Trotzdem waren es noch immer nur sehr wenige Personen, die es wagten, sich Mohammed anzuschließen. Die entscheidende Phase seiner Prophetie begann, als Mohammed Kontakt zu einigen Medinensern, also den Bewohnern von Medina, einer Stadt nördlich von Mekka, aufnahm, die er in Mekka während der Pilgerfahrt kennengelernt hatte. Mekka war schon zu vorislamischer Zeit eines der wichtigsten Pilgerzentren der Araber.

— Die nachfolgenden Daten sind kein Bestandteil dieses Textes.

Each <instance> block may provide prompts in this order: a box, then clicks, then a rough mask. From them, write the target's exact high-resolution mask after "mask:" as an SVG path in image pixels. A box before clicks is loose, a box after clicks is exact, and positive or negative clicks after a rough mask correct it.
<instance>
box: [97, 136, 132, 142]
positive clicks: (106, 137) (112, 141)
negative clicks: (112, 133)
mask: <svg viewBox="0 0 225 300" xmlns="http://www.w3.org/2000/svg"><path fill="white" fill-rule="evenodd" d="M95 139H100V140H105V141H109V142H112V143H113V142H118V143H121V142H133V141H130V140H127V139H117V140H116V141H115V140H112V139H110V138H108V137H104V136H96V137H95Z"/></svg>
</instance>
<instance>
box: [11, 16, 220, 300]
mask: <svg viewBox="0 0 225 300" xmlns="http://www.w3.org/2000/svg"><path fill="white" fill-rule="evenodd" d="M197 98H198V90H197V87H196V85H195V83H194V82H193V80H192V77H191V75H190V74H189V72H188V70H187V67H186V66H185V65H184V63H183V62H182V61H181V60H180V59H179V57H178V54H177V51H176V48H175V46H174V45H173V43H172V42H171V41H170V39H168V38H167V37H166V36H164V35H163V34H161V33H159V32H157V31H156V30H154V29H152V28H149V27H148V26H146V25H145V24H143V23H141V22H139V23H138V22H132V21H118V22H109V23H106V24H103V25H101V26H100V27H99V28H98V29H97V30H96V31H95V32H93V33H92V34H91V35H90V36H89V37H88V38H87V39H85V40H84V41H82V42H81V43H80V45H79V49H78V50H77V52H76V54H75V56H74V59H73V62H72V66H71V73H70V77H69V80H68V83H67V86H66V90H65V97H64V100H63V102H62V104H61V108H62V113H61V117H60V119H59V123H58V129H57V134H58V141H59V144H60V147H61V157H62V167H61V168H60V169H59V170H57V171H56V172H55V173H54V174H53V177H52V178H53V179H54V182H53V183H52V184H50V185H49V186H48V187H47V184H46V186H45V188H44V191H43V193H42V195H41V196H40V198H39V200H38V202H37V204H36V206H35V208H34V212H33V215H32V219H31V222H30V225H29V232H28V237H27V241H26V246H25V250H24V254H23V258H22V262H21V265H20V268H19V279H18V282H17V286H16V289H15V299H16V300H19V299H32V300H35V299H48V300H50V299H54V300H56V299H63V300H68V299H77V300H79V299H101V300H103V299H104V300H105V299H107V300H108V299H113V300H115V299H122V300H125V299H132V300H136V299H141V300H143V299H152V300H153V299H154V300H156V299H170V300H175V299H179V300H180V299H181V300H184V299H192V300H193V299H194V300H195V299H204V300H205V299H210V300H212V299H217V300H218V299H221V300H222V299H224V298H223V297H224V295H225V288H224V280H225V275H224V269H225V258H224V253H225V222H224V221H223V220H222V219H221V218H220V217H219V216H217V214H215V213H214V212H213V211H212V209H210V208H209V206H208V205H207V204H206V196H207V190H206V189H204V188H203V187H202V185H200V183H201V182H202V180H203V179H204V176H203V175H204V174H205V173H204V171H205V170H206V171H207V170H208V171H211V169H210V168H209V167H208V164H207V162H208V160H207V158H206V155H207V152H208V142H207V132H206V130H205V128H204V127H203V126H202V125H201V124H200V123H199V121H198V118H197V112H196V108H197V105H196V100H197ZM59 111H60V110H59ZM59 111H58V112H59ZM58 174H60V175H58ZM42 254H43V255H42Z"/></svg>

Im Jahr 622, nach etwa 13 Jahren der Verkündigung in Mekka, wanderte Mohammed nach Yathrib aus, wie Medina zu dieser Zeit noch genannt wurde. Dort agierte er nicht nur als Verkünder einer göttlichen Botschaft, er war zugleich darum bemüht, einen gesellschaftlichen Wertekonsens herzustellen, basierend auf den Pfeilern der Gerechtigkeit und sozialen Solidarität. Er wollte die Menschen dazu bewegen, diese Werte als nicht verhandelbar einzuhalten.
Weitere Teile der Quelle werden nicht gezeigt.